Тогда я впервые осознал: «Прошло сто лет».


Второй сон


Вот что мне снилось. Выйдя из комнаты настоятеля осё,[1] я прошёл коридором до своей комнаты, где тускло светил переносной фонарь андо.[2] Когда я стал одним коленом на подушку, чтобы поправить фитиль, обуглившийся его кончик отломился и как цветок упал на красную лакированную подставку. В тот же миг в комнате стало светлее. На сдвигающейся панели фусума[3] была картина кисти Бусона:[4] чёрные ивы, то густые, то редкие; дрожащий от холода рыбак, проходящий по насыпи, с косо напяленной плетёной шляпой каса.[5] На свитке в нише токо[нома] был изображён Маньджушри,[6] пересекающий море. Аромат курительных палочек оставался в воздухе помещения. Обширное помещение храма было столь большим, что казалось безлюдным лесом. Когда я посмотрел на чёрный потолок, то круглая тень, которую отбрасывал андо, показалась мне живым существом.

Всё ещё стоя на колене, я завернул левой рукой угол матраца и засунул под него правую; как я и думал, он там лежал. Убедившись, что всё в порядке, я отпустил угол матраца и тяжело на него опустился.

— Ты — самурай; и как самурай не можешь не переживать сатори, — сказал осё. — Смотрю, как ты всё никак его не достигнешь, и думаю: а может ты и не самурай вовсе? Просто человеческий мусор. A-а, рассердился! — сказал он и засмеялся. — Если сказанное тебя злит, достигни просветления и принеси доказательство, — сказал он и отвернулся. Что за дерзость!
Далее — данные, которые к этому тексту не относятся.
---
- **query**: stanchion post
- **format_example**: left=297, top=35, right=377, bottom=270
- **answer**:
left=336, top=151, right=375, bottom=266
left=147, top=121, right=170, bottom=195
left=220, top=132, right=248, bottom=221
Я обязательно достигну сатори ещё до того, как часы в нише комнаты наверху пробьют, объявляя следующий час; покажу ему. А после просветления снова приду в ту комнату и обменяю сатори на шею осё. Без просветления жизни васё не отобрать. Во что бы то ни стало надо достичь сатори, ведь я — самурай.

Если же просветления не будет, я обращу меч против себя. Опозоренный самурай не должен жить. Я умру чисто.

Пока я так думал, моя рука сама собой снова залезла под матрац и вытащила оттуда короткий меч танто в красных лакированных ножнах. Я сжал его рукоятку; лакированные ножны оказались отброшены, и в темноте комнаты коротко сверкнуло холодное лезвие. Что-то жуткое, казалось, истекало из моей руки, собираясь на кончике смертоносного лезвия. Глядя как острое лезвие длиной 9 сун 5 бу[7] сходит на нет в иглоподобном острие, я вдруг ощутил неодолимое желание глубоко его воткнуть. Казалось, вся кровь в моём теле потекла в правую кисть, а ладонь на рукоятке взмокла. Губы затряслись.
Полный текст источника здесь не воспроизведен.